To specify the format explicitly:

python plapt_cli.py -s SEQ1 SEQ2 -m SMILES1 SMILES2 -o results -f json

If -o is omitted, results are printed to the console.

Using Plapt Directly in Python

Apart from the command-line interface, Plapt can also be used directly in Python scripts. This allows for more flexibility and integration into larger Python projects or workflows.

Installation

Ensure you have followed the installation steps mentioned in the earlier section to set up the Plapt environment and dependencies.

Basic Usage

To use Plapt in a Python script, you need to import the Plapt class and then create an instance of it. You can then call its methods to predict affinities.

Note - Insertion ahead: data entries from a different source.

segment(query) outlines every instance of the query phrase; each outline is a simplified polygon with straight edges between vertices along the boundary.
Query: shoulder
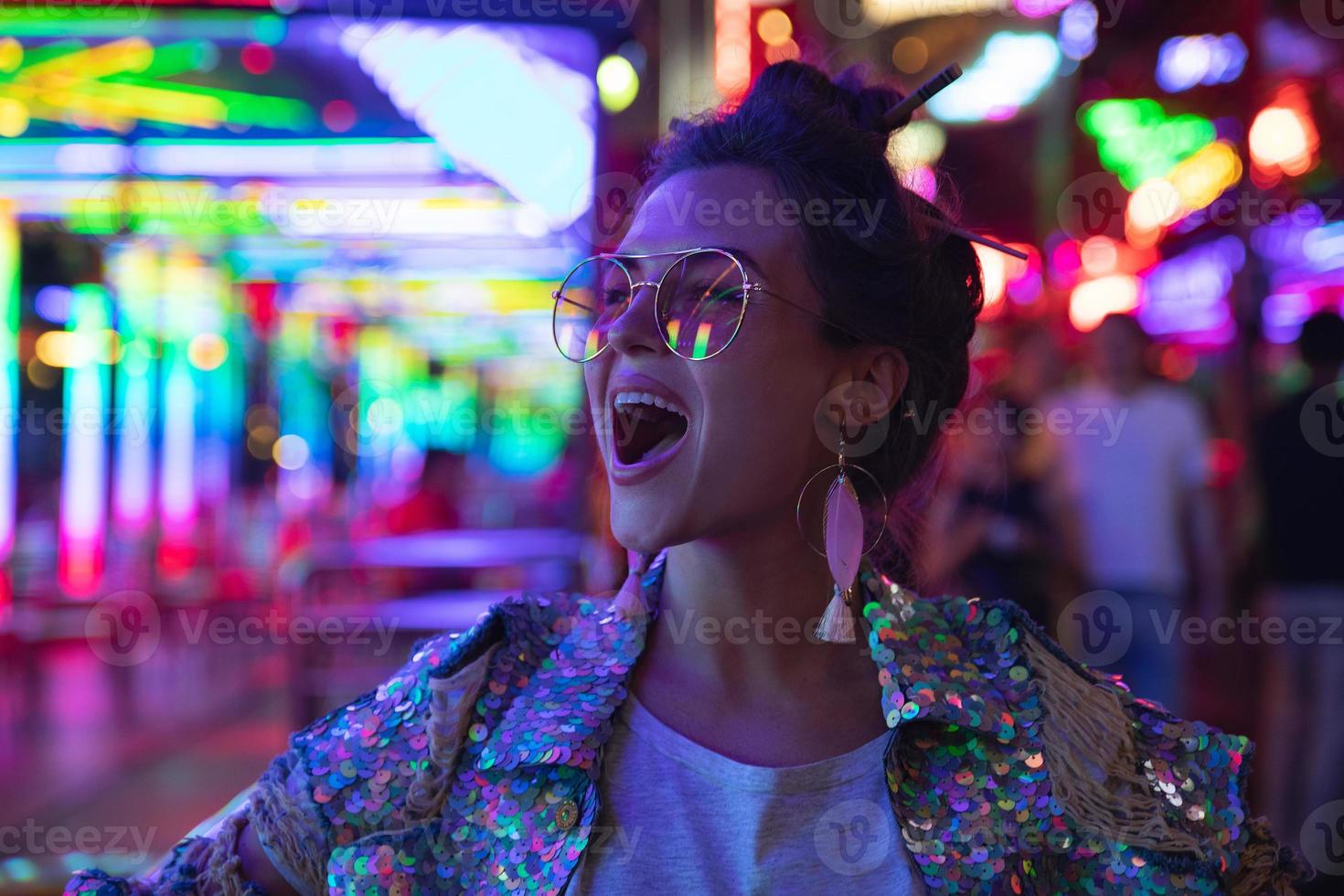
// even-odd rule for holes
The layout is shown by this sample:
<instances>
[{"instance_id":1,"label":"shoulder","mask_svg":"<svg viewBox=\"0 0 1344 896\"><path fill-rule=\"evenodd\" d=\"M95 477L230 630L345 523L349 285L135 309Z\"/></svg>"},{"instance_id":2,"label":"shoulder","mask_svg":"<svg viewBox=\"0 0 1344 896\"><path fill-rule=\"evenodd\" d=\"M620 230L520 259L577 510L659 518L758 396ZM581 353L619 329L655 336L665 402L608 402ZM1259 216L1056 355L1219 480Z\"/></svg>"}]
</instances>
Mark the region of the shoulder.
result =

Importing and Initializing Plapt

# First, import the Plapt class from the package, making sure you are working in the same directory as the plapt.py file:
from plapt import Plapt

# create an instance of the Plapt class. For basic usage, no initialization parameters are needed:
plapt = Plapt()

Running Predictions

After initializing the Plapt object, you can use it to predict affinities. Here's an example of how to do it:

sequences = ["APTAPSIDMYGSNNL", "PIFLNVLEAIEPGVVC"]
smiles = ["NC(=O)[C@H](CCC(=O)O)", "NC(=[NH2+])c1ccccc1"]

results = plapt.predict_affinity(sequences, smiles)
print(results)

output:

[{'neg_log10_affinity_M': 4.38891527161495, 'affinity_uM': 40.839905489541835}, {'neg_log10_affinity_M': 4.196127195169673, 'affinity_uM': 63.66090450080189}]

The outputted json can subsequently used for other tasks.

Advanced Usage

Plapt can be initialized with specialized parameters, such as the prediction module used, caching, or the inference device. Example below:

from plapt import Plapt

# create an instance of the Plapt class with other parameters:
plapt = Plapt(
    prediction_module_path="models/predictionModule.onnx",  # For using a different prediction module. This is set to "models/predictionModule.onnx" by default. 
    caching=True,  # Enable or disable caching. Enabled by default.
    device="cuda"   # Set the computation device ("cuda" for GPU or "cpu" for CPU). If cuda isn't available on your system, it will fallback to "cpu" automatically.
)

Each option can be specified seperately (e.g., plapt = Plapt(caching=False) if you would like to disable caching.

Data Preparation and Encoding

We source protein-ligand pairs and their corresponding affinity values from an open-source binding affinity dataset on hugginface, binding_affinity. We then used ProtBERT and ChemBERTa for encoding proteins and ligands respectively, giving us high quality vector-space representations. The encoding process is detailed in the encoding.ipynb notebook. The dataset, already encoded, is available on our Google Drive for ease of access and use.

Importing Encoders and Running the Notebook

For users to import the encoders and run the Wolfram notebook (WL Notebooks/FinalEssay.nb), we provide the encoders_to_onnx.ipynb notebook. This ensures that users can replicate our encoding process and utilize the full capabilities of PLAPT.